As sustainability has become increasingly fashionable, safety and occupational health have become more marginalized, drifting to the periphery of decision makers’ mindsets. Professionals desperately need to break out of the technocratic management model8 we have been using for the past 30+ years. If we are going to force our work into some “sustainability model,” we need to promote our work in a systemic fashion that is integrated with the business’ value chain. We need to understand and advance the true cost avoidance for reducing risks and preventing accidents, injuries and illnesses. No organization’s sustainability goals will ever be achieved, or even make any difference, if we fail to embed the value of S, H & IH to sustain a safe and healthy workforce that actually comes to work every day to produce products and services customers can safely use and value.



References

1 Global Reporting Initiative. Sustainability Reporting Guidelines. V. 3.0. Amsterdam, The Netherlands. 2006:31.

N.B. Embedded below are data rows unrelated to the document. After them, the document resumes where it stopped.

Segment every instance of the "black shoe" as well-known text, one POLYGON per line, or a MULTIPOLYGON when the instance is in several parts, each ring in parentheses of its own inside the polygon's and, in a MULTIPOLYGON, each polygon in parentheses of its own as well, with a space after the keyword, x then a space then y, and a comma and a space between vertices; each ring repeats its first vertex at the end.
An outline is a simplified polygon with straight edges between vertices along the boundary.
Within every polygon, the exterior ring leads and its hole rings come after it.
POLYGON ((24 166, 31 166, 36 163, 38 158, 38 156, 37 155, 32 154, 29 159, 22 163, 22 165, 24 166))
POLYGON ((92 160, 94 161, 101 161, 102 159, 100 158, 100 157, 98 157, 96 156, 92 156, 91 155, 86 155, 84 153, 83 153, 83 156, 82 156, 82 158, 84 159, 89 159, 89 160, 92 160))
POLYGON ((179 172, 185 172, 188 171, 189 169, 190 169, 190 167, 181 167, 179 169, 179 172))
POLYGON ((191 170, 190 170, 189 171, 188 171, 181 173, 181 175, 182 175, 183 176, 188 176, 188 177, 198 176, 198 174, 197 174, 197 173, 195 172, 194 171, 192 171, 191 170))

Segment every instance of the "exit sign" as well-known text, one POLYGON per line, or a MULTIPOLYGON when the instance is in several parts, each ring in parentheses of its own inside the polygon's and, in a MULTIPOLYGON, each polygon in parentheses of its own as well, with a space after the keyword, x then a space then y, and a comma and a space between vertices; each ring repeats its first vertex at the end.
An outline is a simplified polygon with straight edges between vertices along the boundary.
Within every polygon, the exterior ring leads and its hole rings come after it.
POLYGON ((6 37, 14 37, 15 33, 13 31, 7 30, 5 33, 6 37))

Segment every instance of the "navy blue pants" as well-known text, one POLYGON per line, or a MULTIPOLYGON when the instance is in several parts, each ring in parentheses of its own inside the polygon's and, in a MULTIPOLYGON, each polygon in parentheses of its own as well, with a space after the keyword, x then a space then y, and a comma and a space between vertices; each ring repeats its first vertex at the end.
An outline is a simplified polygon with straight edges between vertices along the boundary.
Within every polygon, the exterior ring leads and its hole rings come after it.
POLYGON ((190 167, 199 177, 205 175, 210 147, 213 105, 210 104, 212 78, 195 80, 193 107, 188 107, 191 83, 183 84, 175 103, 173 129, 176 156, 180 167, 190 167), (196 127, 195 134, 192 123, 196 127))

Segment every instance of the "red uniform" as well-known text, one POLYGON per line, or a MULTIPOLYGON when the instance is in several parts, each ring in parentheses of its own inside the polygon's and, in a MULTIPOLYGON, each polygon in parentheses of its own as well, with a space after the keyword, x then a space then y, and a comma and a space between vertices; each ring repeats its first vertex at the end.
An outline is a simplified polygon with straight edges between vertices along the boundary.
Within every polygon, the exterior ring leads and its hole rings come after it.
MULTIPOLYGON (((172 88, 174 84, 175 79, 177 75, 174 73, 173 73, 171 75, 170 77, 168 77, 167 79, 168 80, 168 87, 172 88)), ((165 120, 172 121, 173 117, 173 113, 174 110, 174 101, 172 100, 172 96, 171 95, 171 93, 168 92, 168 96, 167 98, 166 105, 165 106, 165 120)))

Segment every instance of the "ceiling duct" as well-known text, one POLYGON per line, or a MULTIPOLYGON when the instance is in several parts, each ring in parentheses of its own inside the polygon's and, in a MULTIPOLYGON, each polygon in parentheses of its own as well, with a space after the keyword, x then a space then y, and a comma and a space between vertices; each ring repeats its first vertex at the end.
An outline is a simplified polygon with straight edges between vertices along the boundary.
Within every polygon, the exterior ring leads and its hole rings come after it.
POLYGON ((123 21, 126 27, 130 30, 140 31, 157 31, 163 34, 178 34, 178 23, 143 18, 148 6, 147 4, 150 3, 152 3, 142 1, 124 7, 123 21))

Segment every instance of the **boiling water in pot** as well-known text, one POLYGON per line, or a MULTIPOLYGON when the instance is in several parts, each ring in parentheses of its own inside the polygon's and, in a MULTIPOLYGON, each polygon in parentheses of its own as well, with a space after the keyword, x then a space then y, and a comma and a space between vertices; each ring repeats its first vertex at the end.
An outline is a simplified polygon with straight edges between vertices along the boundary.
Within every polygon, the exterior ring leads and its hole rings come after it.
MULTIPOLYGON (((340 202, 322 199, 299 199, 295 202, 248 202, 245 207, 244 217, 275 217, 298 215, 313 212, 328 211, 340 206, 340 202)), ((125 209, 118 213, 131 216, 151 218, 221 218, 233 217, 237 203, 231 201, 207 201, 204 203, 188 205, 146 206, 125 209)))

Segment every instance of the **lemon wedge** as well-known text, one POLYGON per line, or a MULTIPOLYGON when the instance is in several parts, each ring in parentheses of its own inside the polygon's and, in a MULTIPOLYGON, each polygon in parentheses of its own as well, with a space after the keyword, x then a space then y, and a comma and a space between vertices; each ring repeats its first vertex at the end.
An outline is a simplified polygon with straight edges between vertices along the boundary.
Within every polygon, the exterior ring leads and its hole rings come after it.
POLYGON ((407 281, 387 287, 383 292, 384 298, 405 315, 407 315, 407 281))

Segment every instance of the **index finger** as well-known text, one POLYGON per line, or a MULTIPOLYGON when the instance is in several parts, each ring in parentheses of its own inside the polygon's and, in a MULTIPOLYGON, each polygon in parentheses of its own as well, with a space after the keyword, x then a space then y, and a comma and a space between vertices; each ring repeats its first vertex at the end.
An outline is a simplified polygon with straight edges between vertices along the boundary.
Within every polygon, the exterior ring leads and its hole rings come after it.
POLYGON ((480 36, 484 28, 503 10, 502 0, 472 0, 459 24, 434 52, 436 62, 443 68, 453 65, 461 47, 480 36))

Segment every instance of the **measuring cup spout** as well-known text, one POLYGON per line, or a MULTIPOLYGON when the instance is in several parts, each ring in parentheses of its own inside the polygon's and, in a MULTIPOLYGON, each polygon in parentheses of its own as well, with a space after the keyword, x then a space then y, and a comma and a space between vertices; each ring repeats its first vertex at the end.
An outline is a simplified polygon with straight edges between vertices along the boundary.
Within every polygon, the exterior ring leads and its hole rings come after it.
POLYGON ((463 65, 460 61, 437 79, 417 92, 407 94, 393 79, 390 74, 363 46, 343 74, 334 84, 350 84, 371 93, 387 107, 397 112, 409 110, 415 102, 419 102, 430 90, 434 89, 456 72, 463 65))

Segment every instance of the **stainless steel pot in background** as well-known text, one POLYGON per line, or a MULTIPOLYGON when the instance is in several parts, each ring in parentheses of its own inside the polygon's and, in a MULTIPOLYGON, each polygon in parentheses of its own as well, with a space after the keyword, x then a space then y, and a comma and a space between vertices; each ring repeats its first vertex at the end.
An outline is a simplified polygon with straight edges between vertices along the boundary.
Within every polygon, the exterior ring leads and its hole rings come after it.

2 The DuPont Company. 2008 Sustainability Progress Report. 2008. P. 7.

3 AIHA, ORC Worldwide and EG&G. Demonstrating the Business Value of Industrial Hygiene. May 22, 2008. At www.ihvalue.org.

4 Senge, P., B. Smith, N. Kruschwitz, J. Laur, and S. Schley. “The Necessary Revolution – How Individuals and Organizations Are Working Together to Create a Sustainable World.” New York: Doubleday. 2008.

5 Wirtenberg, J., W.G. Russell, and D. Lipsky. “The Sustainable Enterprise Fieldbook – When It All Comes Together.” New York: AMACOM Books. 2009.

6 Blackburn, W.R. “The Sustainability Handbook – The Complete Management Guide to Achieving Social, Economic and Environmental Responsibility.” Environmental Law Institute: Island Press. Washington, D.C. 2007.

7 Stubbs, W. and C. Cocklin. “Conceptualizing a ‘Sustainability Business Model’.” Organization & Environment. 21.2 (June 2008): 103-127.

8 Tombs, S. “Green For Danger? Environmental Protection and Safety Management in the UK Chemicals Industries.” Industrial & Environmental Crisis Quarterly. 8.3 (1994): 257-273.